Originally Posted by jorgelito
I think Ben & Jerry's tried this, tying the executive salaries to the lowest paid employee. It didn't work, they eventually had to hire a real CEO at market prices to run their business effectively.

There are successful companies that are very profitable and pay their workers more than minimum wage, on their own initiative without government interference.

EX: Starbucks

From my own personal experience, I've always started off at minimum wage and then rapidly received pay raises and promotions due to my hard work ethic and skills. If anything, I would appreciate it if the government would tax me less.

as "grass roots" as Ben & Jerry's small company standing seems to be...

Quote:

In 1988, Ben Cohen and Jerry Greenfield were named "U.S. Small Business Persons of the Year" by President Ronald Reagan.
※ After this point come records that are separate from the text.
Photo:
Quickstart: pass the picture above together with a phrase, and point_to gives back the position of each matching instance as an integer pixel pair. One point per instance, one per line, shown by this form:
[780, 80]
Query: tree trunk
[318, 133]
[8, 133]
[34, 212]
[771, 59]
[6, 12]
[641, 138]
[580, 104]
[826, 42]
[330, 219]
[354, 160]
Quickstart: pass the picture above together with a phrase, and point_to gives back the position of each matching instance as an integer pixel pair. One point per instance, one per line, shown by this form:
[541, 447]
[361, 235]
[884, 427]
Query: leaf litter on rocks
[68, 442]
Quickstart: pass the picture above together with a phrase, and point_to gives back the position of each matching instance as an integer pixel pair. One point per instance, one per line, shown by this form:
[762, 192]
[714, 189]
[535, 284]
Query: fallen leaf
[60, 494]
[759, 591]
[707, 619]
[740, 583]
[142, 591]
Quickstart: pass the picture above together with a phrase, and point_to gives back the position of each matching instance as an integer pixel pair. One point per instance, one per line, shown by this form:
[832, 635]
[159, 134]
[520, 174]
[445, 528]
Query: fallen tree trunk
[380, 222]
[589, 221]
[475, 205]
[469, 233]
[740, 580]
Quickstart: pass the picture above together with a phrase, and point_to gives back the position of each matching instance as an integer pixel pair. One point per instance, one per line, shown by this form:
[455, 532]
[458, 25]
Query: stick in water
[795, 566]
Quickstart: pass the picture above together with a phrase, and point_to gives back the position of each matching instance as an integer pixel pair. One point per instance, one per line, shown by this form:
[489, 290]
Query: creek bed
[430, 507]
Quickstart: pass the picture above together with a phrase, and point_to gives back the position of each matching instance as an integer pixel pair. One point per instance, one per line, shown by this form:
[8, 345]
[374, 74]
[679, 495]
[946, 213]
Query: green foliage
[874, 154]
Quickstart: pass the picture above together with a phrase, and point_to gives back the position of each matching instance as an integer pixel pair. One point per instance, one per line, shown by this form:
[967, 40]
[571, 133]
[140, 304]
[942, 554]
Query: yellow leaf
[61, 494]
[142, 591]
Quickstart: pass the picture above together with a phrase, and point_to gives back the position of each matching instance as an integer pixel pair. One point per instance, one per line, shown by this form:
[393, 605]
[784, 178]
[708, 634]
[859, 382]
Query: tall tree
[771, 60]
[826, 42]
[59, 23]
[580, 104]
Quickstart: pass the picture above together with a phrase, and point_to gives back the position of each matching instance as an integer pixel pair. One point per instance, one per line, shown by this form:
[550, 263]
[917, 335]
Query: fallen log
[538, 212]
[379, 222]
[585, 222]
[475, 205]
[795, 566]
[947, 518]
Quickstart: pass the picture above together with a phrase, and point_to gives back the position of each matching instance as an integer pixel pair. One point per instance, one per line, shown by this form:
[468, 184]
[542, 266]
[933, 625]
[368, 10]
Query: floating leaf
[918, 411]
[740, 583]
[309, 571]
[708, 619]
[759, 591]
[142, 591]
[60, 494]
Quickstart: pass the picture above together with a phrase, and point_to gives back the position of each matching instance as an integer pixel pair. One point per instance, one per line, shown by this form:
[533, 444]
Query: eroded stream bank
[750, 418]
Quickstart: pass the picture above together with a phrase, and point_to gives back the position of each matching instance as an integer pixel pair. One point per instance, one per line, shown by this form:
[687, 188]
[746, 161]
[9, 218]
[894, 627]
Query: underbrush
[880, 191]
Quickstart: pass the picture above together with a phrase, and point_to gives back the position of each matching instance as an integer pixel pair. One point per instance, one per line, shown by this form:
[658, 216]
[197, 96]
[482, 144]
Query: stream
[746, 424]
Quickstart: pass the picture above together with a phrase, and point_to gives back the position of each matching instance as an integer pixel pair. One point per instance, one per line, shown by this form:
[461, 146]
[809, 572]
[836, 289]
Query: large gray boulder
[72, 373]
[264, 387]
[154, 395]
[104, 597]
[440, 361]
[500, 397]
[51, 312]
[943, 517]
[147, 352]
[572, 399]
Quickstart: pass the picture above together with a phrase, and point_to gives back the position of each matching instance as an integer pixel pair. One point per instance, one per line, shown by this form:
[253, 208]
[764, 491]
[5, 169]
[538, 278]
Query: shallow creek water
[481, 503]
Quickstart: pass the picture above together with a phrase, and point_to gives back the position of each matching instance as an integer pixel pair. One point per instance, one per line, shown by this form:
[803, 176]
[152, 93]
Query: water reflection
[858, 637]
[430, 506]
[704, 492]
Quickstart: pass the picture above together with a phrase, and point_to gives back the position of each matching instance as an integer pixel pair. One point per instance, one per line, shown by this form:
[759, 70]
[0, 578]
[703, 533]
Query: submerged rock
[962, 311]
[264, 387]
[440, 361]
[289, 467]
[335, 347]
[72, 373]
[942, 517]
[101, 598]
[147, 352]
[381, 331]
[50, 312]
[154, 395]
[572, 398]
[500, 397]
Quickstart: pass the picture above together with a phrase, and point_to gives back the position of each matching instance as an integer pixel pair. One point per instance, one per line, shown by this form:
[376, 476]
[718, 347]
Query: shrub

After a failed attempt by Ben Cohen to return the company to private ownership, Ben & Jerry's was purchased in August 2000 by the Unilever conglomerate for slightly over $326.43 million. Jerry made about $19 million through the deal, and Ben about $46 million. Other Unilever brands of ice cream include Good Humor, Klondike, Breyers, Magnum, Wall's, and Solero. For European markets the ice cream is made at a Unilever factory located in Hellendoorn, Netherlands.

jorgelito 10-31-2006 07:13 PM

Ooh, thanks Cyn, do you have a link to the rest of the story? I wonder what the deal was; did their ideas really not pan out or what? It was a nice concept in theory I suppose... I'm also curious about the Whole Foods model. If I remember correctly, I don;t think they give their employees any health benefits (or maybe it was Trader Joe's).

Quote:

Originally Posted by ASU2003
Whole foods and a bunch of European companies have rules that the CEO can't make more than 14 or 17 times what the lowest paid employee gets.

Yep, I think that was the Ben & Jerry's model too (at least it sounds about right).

smooth 10-31-2006 07:18 PM

Quote:

Originally Posted by jorgelito
Ooh, thanks Cyn, do you have a link to the rest of the story? I wonder what the deal was; did their ideas really not pan out or what? It was a nice concept in theory I suppose... I'm also curious about the Whole Foods model. If I remember correctly, I don;t think they give their employees any health benefits (or maybe it was Trader Joe's).



Yep, I think that was the Ben & Jerry's model too (at least it sounds about right).

"failed attempt" doesn't have anything to do with their business model.
it's referring to the fact that the two owners tried to take sole ownership back after their company was open to "public" ownership...which means large conglomerates purchased enough stocks that they couldn't retain control over their own company.